Nous, peuple japonais, désirons la paix éternelle et sommes profondé­ment empreints des idéaux élevés présidant aux relations humaines ; nous sommes résolus à préserver notre sécurité et notre existence, confiants en la justice et en la foi des peuples du monde épris de paix. Nous désirons occu­per une place d'honneur dans une société internationale luttant pour le main­tien de la paix et l'élimination de la face de la terre, sans espoir de retour, de la tyrannie et de l'esclavage, de l'oppression et de l'intolérance. Nous recon­naissons à tous les peuples du monde le droit de vivre en paix, à l'abri de la peur et du besoin.

Nous croyons qu'aucune nation n'est responsable uniquement envers elle-même, qu'au contraire les lois de la moralité politique sont universelles et que le respect de ces lois incombe à toutes les nations arguant de leur propre sou­veraineté et justifiant de leurs relations souveraines avec les autres nations.

Nous, peuple japonais, nous engageons, sur notre honneur de nation, à servir ces grands idéaux et ces nobles desseins par tous nos moyens.

CHAPITRE PREMIER. L'EMPEREUR

Article premier. L'Empereur est le symbole de l'Etat et de l'unité du Peuple ; il doit ses fonctions à la volonté du peuple, en qui réside le pouvoir souverain.

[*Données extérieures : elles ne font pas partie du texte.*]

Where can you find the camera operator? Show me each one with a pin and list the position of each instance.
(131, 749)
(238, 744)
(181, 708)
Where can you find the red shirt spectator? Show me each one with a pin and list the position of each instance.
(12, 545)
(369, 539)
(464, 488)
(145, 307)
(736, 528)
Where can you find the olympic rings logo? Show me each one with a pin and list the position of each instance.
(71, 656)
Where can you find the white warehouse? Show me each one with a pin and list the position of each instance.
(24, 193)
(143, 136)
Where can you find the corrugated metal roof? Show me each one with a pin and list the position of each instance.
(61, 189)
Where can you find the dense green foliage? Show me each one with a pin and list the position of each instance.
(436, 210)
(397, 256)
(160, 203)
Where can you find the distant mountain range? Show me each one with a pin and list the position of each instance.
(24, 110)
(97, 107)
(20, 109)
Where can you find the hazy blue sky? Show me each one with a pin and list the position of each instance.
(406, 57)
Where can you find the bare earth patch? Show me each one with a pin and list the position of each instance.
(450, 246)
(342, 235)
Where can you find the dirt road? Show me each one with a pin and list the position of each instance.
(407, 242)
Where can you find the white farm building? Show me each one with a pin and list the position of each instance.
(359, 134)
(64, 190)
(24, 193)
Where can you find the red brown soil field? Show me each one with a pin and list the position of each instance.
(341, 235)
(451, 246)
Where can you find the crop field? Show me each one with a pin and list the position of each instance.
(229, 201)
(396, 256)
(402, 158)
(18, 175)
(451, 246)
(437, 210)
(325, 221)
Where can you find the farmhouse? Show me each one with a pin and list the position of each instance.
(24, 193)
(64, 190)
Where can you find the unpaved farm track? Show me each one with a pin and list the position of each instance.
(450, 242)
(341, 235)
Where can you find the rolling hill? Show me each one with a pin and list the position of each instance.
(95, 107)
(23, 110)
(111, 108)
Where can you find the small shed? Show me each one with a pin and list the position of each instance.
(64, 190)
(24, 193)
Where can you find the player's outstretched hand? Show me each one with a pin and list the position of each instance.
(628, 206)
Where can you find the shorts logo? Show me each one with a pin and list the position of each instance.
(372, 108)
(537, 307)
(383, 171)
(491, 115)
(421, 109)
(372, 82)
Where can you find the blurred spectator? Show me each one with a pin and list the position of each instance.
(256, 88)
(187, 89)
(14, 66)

Article 2. Le trône impérial est dynastique et la succession se fait conformément aux dispositions du Code de la Maison impériale adopté par la Diète.

Article 3. Tous les actes de l'Empereur, accomplis en matière de repré­sentation de l'Etat, requièrent l'avis et l'approbation du Cabinet, qui en est responsable.

Article 4. L'Empereur ne peut exercer que les seules fonctions prévues par la présente Constitution en matière de représentation de l'Etat; il n'a pas de pouvoirs de gouvernement.

L'Empereur peut déléguer ses fonctions en matière de représentation de l'Etat, conformément aux dispositions prévues par la loi.

Article 5. Lorsqu'en application du Code de la Maison Impériale est instituée une régence, le Régent agit en matière de représentation de l'Etat en tant que représentant de l'Empereur. Dans ce cas s'applique le premier paragraphe du précédent article.

Article 6. L'Empereur nomme le Premier ministre désigné par la Diète. L'Empereur nomme le président de la Cour suprême désigné par la Diète.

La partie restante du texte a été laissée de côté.